I wouldn’t be surprised to see those numbers become more extreme tomorrow. For the record, I have a fair number of bull put spreads on with short strikes from 570 to 520. Given the oversold state of the stochastics, my expectation is that a spike down on poor earnings will be met by buying, and that my overall positions will be profitable – that is, poised to expire worthless – at the May expiry. If the numbers are good tomorrow, and the stock opens sharply higher on Wednesday, I’ll probably look to take profits on the more vulnerable (that is, higher) strikes. Either way, it will be entertaining, and I’ve sized the position so that even a move that goes completely against me will be annoying rather than disastrous.

 As I’ve mentioned on occasion, although it’s my pleasure to offer my musings here from time to time out of respect for Toddd and what he does – and out of gratitude for all that he’s tried to teach me – my day job is in FX, where I work on the trading desk of a large bank. As a market maker, I get to see a wide variety of traders on the other side, ranging from the most sophisticated institutional investors to smallish corporations that occasionally need to exchange currencies. Today I saw some early buying of Dollars against the Swiss Franc in response to a report that a Swiss company, Nestle, is buying a division of Pfizer for a price that was reported to be $11.9 billion.

Now, it is the case that Nestle’s home currency is the Swiss Franc, and that Pfizer very likely wants to be paid in Dollars. However, I’ve worked on a number of M&A deals over the years, and it is almost 100 per cent certain that all or nearly all of Nestle’s FX requirements were covered well prior to the announcement. The investment bank advising the acquirer normally expects to get the (potentially lucrative) FX business associated with the transaction, and the first step will often be to design a structure in which the purchasing company buys (in this case) a USD call/CHF put and pays for it by selling a USD put/CHF call, so that there’s little or no premium payment.

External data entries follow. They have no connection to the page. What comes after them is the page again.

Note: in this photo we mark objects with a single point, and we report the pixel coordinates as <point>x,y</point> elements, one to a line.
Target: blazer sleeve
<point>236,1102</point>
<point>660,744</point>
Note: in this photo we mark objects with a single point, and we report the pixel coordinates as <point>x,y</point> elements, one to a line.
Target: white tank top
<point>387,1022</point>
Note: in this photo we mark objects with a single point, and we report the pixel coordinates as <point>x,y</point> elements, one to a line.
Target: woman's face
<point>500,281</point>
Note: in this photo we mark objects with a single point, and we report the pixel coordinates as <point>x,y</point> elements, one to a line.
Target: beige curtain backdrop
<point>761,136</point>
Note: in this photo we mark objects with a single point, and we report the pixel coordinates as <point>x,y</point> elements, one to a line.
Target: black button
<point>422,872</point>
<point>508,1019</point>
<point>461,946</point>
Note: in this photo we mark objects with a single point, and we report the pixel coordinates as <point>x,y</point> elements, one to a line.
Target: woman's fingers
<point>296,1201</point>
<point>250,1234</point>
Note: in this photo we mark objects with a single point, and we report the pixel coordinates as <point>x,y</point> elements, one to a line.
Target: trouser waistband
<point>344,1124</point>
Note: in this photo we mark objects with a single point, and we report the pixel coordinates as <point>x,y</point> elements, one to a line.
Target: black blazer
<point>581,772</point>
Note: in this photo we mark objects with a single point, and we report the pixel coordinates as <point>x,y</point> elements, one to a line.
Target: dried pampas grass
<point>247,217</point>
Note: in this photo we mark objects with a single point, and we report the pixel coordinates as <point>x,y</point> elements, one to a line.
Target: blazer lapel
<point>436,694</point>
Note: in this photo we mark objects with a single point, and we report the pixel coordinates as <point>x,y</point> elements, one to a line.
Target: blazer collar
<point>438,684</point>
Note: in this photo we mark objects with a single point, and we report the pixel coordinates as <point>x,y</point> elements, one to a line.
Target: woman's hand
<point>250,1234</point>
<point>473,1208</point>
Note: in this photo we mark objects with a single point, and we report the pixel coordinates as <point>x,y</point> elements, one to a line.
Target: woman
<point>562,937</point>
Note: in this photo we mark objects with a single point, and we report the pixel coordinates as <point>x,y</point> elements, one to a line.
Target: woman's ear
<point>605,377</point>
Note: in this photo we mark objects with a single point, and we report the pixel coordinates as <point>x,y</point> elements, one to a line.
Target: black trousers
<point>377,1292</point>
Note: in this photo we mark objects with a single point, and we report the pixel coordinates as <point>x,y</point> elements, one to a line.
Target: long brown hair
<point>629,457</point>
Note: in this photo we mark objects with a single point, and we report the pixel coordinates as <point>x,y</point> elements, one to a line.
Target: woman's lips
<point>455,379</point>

This sets an upper limit for what the company will have to pay, and provides a chance to buy discounted Dollars if the put is exercised.

It’s also true that Nestle already has sizable operations in the U.S. Since it has large and ongoing USD cash flow, it can easily arrange for a loan in Dollars that will be repaid with revenues earned in the U.S. This has the additional benefit of hedging those flows, removing the exchange rate risk involved in converting them back into Swiss Francs. Given that the Swiss National Bank is working overtime to attempt to weaken the Swiss Franc in order to aid the country’s exporters, Nestle might even be able to approach the central bank for the needed Dollars, selling CHF in return. In any case, a glance at the daily chart of USD/CHF offers no indication that anyone has been buying $12 billion or so. My guess, consequently, is that a Dollar loan has been or will be obtained, with little or no direct impact on the FX market. Anyone who got excited by the news and decided to grab some USD/CHF may make some money, but it will be the result of luck. That is one boring chart, largely because the Swiss National Bank has put a floor under the more important EUR/CHF rate. If the Swiss can’t appreciate against the Euro, its scope to do so against  the Dollar is also quite limited.

As noted, just a few thoughts; here’s hoping that every one here is doing well. Best of luck tomorrow, with AAPL or whatever other instruments you might be be involved with.

P.S. It’s now 10:40 EST on Tuesday, and I just received this message from my Swiss trader: “Lots of stop losses below in USD/CHF .9090/80 from those who got long on the Pfizer/Nestle deal news.” “Nuff said.